As a wilderness counselor, I gravitated toward the bombproof construction and end user focus of pack designer Dana Gleason. When I came aboard, the veteran counselors and leaders all had Dana Design Astraplane or Terraplane models for hiking and Bomb or Humbug Spires for climbing. It was the pack of what I deemed the “professional.” Eventually, I purchased through a “pro deal” a Terraplane LTW and found out first hand why they dropped the money when we had free Lowe Alpine and Mountainsmith bags available. Cavernous, user friendly features and enough 500 and 1000 denier to survive a nuclear blast, it was amazing. Dana’s load bearing hip belt and yoke held unwieldy amounts of weight and they just plain looked cool.
As life progressed, there was a period of time where I found myself in need of money and not doing any hiking. As a result, I listed my Salsa colored LTW on eBay and in the years following I didn’t notice it’s absence. Fast forward a decade, my better half found me obsessing about Dana Gleason’s new company Mystery Ranch. Gleason began Mystery Ranch and adopted a “made in the USA” model (after selling off Dana Design some years prior) with the end user focus being military, wilderness firefighter and hunters. A demographic that previously was not acknowledged in his designs. This was precipitated by some Navy Special Warfare guys who approached him with needs for the mountains of Afghanistan. The company’s bags and supporting accessories are well received within the communities they were meant to serve. Based on my past success with their products, I found myself the owner of a new Terraplane in mid-2014.

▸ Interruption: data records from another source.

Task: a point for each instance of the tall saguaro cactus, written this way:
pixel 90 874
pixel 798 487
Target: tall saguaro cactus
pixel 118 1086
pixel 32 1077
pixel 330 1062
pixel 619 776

At 7lbs, 7oz this 85 liter bag is built from 500 denier cordura. It offers an adjustable yoke to match the hikers height and a padded waist belt with lumbar support along the pelvis. It has a generous removable lid with two large pockets that can second as a “fanny style” pack and a double draw string to seal up the top loading portion of the pack. A zipper for quick access is half way down on one side and compression straps across both sections criss cross both sides directly over two ample pockets for water bottles (holds a large Nalgene). Two tubular pockets run on the backside length of the pack offering quick access to additional layers on a hike or stove/fuel to separate from the rest of your load.
Despite my great experience with Gleason’s designs in the past and my loyalty to his products, I am not happy with the bag’s performance. I was careful to ensure it is appropriately adjusted for my frame/height and the belt is the correct size, yet with a 60lbs load the bag is reduced to a $485 book bag. The belt slides down my hips causing my shoulders to take on the burden. This bag is touted to be for loads of 80-100lbs. I called Mystery Ranch and shared photos of me carrying the load, the bag, etc. The company’s customer service team was excellent and talked through everything to conclude that it was “just a lot of weight.” Honestly, I am not sure how you build an 85 liter pack and then tell the user that 60lbs is too much weight. 60lbs is at the high end of the recommended weight for other 60-70 liter packs on the market. This pack adds 15+ liters of space, but you are supposed to carry 10-20lbs less than someone with a smaller pack?